Quase metade das crianças e adolescentes do mundo vive exposta a múltiplos riscos climáticos que ameaçam sua saúde, educação e sobrevivência. É o que revela o Relatório de Risco Climático das Crianças 2026, divulgado nessa segunda-feira (15) pelo Fundo das Nações Unidas para a Infância (Unicef). No Brasil, cerca de 16 milhões de crianças e adolescentes convivem com pelo menos três ameaças climáticas simultaneamente.
Segundo o levantamento, o número representa aproximadamente três em cada dez crianças brasileiras. Quando considerados dois ou mais riscos climáticos, o total ultrapassa 30 milhões de crianças e adolescentes, o equivalente a seis em cada dez jovens do país.
O estudo avaliou a exposição da população infantil a oito ameaças climáticas consideradas mais frequentes no mundo: enchentes costeiras, secas, calor extremo, queimadas, ondas de calor, enchentes de rios, tempestades de areia e poeira e tempestades tropicais.
De acordo com o relatório, quase todas as crianças do planeta enfrentam pelo menos um desses riscos.
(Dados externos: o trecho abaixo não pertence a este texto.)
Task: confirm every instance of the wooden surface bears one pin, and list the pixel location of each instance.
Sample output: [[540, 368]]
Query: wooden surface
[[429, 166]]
Já cerca de 1,1 bilhão de crianças e adolescentes estão expostos a três ou mais ameaças climáticas ao mesmo tempo. Em alguns casos, mais de quatro milhões convivem simultaneamente com até seis tipos diferentes de riscos.
A combinação mais comum identificada pelo estudo é formada por seca, calor extremo e ondas de calor, afetando mais de 296 milhões de crianças em todo o mundo. Já a associação entre seca, calor extremo e tempestades tropicais atinge cerca de 115 milhões de crianças e adolescentes.
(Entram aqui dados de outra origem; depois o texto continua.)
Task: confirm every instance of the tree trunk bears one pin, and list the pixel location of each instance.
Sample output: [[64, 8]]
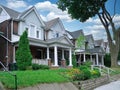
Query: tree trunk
[[114, 56]]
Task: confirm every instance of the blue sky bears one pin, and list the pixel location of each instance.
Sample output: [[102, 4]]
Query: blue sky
[[48, 10]]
Além dos eventos climáticos extremos, o relatório também analisou fatores associados às mudanças climáticas, como a poluição do ar e a malária. No Brasil, aproximadamente 47 milhões de crianças e adolescentes, o equivalente a 95% da população infantil, estão expostos à poluição atmosférica. Outros 5,6 milhões vivem em áreas com risco de exposição à malária.
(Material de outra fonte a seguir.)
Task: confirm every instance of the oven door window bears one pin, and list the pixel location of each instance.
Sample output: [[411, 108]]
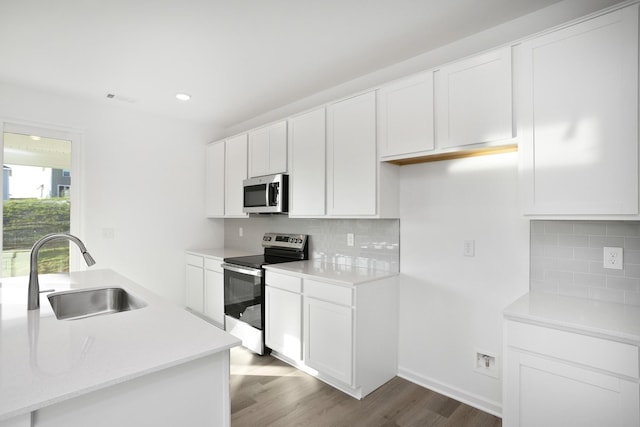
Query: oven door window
[[243, 297]]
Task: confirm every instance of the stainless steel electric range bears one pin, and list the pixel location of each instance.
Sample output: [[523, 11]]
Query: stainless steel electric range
[[244, 286]]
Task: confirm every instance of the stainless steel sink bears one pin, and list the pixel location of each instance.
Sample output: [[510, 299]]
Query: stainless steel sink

O Unicef destaca que os impactos das mudanças climáticas afetam diretamente o desenvolvimento infantil, comprometendo o acesso à educação, à saúde, à alimentação e à proteção social. A entidade defende a adoção de políticas públicas voltadas para a adaptação climática e o fortalecimento dos serviços essenciais para reduzir a vulnerabilidade das crianças diante dos eventos extremos.